Pernahkah Kamu penasaran mengapa eksibisionis (pelaku eksibisionis) berani meperbuat faktor seperti ini? dr Andri, SpKJ, FAPM dari Klinik Psikosomatik, membahas eksibisionisme umumnya dialami oleh mereka yang merasa inferior di depan lawan jenisnya.

Hal ini juga dijelaskan dalam beberapa literatur mengenai eksibisionisme. "Akhirnya dirinya merasa seperti berkuasa, ketika ia sanggup menakut-nakuti alias memperoleh reaksi kaget dari orang lain ketika dirinya meperbuat eksibisionisme tersebut," urainya terhadap harianhealth, Senin (5/6/2017).


Seperti dikutip dari www.minddisorders.com serta disarikan dari beberapa sumber, ada beberapa faktor yang diduga memicu seseorang sampai mempunyai kecenderungan eksibisionisme, di antaranya:

1. Biologis
Secara biologis, ada pengaruh hormon testosterone yang kemudian mendorong si pelaku untuk meperbuat perilaku seksual yang menyimpang.

2. Kekerasan di masa kecil
Sejumlah studi menyebut kekerasan emosional serta seksual yang dialami saat tetap kanak-kanak ataupun kondisi broken home yang dihadapi seseorang di masa kecil berakibat signifikan pada munculnya kecenderungan ini.


3. Riwayat ADHD
Selain riwayat kekerasan di masa kecil, riwayat ADHD (attention-deficit hyperactivity disorder) juga dianggap berpengaruh kepada munculnya gangguan mental ini. Alasannya belum diketahui, tetapi peneliti dari Harvard University menemukan pasien dengan gangguan paraphilia (keberminatan seksual pada sesuatu yang tak lazim seperti eksibisionisme) berkesempatan lebih besar untuk mengalami ADHD di masa kecil.


4. Trauma kepala
Kebetulan ada berbagai permasalahan yang tercatat dalam literatur di mana para pria berubah menjadi eksibisionis pasca trauma kepala, tanpa disertai riwayat kekerasan di masa kecil.

Lantas mengapa tak sedikit eksibisionis merupakan laki-laki? "Saya belum membaca lebih jauh lagi mengenai ini tetapi terbukti data statistik serta prevalensinya lebih tak sedikit pada laki-laki," tutup dr Andri.

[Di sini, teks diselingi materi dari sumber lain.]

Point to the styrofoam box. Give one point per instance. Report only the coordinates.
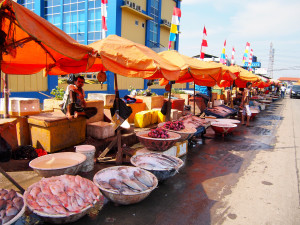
(22, 106)
(100, 130)
(107, 98)
(178, 150)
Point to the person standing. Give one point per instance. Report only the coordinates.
(283, 89)
(245, 104)
(74, 104)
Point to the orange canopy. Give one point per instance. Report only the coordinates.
(131, 59)
(32, 42)
(193, 70)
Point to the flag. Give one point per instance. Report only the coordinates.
(204, 44)
(246, 52)
(223, 57)
(232, 56)
(104, 16)
(175, 22)
(250, 60)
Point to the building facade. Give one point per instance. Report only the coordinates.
(143, 21)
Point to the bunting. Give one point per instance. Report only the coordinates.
(232, 56)
(246, 52)
(204, 44)
(175, 22)
(104, 16)
(250, 60)
(223, 57)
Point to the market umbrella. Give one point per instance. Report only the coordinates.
(244, 77)
(192, 70)
(29, 43)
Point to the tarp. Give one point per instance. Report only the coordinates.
(31, 42)
(130, 59)
(193, 70)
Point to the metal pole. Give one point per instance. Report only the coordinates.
(194, 98)
(6, 100)
(119, 156)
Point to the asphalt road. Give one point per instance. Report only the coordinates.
(248, 177)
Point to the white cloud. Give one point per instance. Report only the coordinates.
(267, 19)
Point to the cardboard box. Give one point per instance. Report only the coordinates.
(22, 106)
(152, 101)
(108, 99)
(100, 130)
(53, 131)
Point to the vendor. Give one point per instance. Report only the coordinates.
(74, 104)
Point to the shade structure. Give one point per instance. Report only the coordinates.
(130, 59)
(30, 43)
(244, 77)
(193, 70)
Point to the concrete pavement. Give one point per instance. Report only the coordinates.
(268, 190)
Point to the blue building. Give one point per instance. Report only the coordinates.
(143, 21)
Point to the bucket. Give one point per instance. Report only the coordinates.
(89, 152)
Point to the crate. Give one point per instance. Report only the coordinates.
(22, 106)
(152, 101)
(8, 132)
(136, 107)
(199, 105)
(99, 105)
(53, 131)
(100, 130)
(108, 99)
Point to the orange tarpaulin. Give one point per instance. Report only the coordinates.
(130, 59)
(32, 43)
(193, 70)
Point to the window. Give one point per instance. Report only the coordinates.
(29, 4)
(153, 31)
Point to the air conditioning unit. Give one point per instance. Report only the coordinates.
(127, 3)
(165, 22)
(138, 8)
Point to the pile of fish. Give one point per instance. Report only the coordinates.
(63, 194)
(124, 180)
(10, 205)
(156, 161)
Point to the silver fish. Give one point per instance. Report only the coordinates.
(132, 184)
(143, 178)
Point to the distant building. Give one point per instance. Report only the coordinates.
(147, 22)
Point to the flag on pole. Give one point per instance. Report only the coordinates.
(204, 44)
(175, 22)
(223, 57)
(250, 60)
(104, 16)
(232, 56)
(246, 52)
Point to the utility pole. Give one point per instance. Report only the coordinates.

Ternyata sejumlah ahli menyebut definisi eksibisionisme di masyarakat cenderung bias gender. Padahal wanita yang berani membuka bajunya di depan cermin seakan-akan mendorong seseorang untuk menonton tubuhnya juga dapat digolongkan sebagai eksibisionis. Begitu pula dengan wanita yang mengenakan pakaian minim alias gaun dengan belahan rendah, hanya saja kondisi seperti ini telah lebih dapat diterima dalam tataran sosial.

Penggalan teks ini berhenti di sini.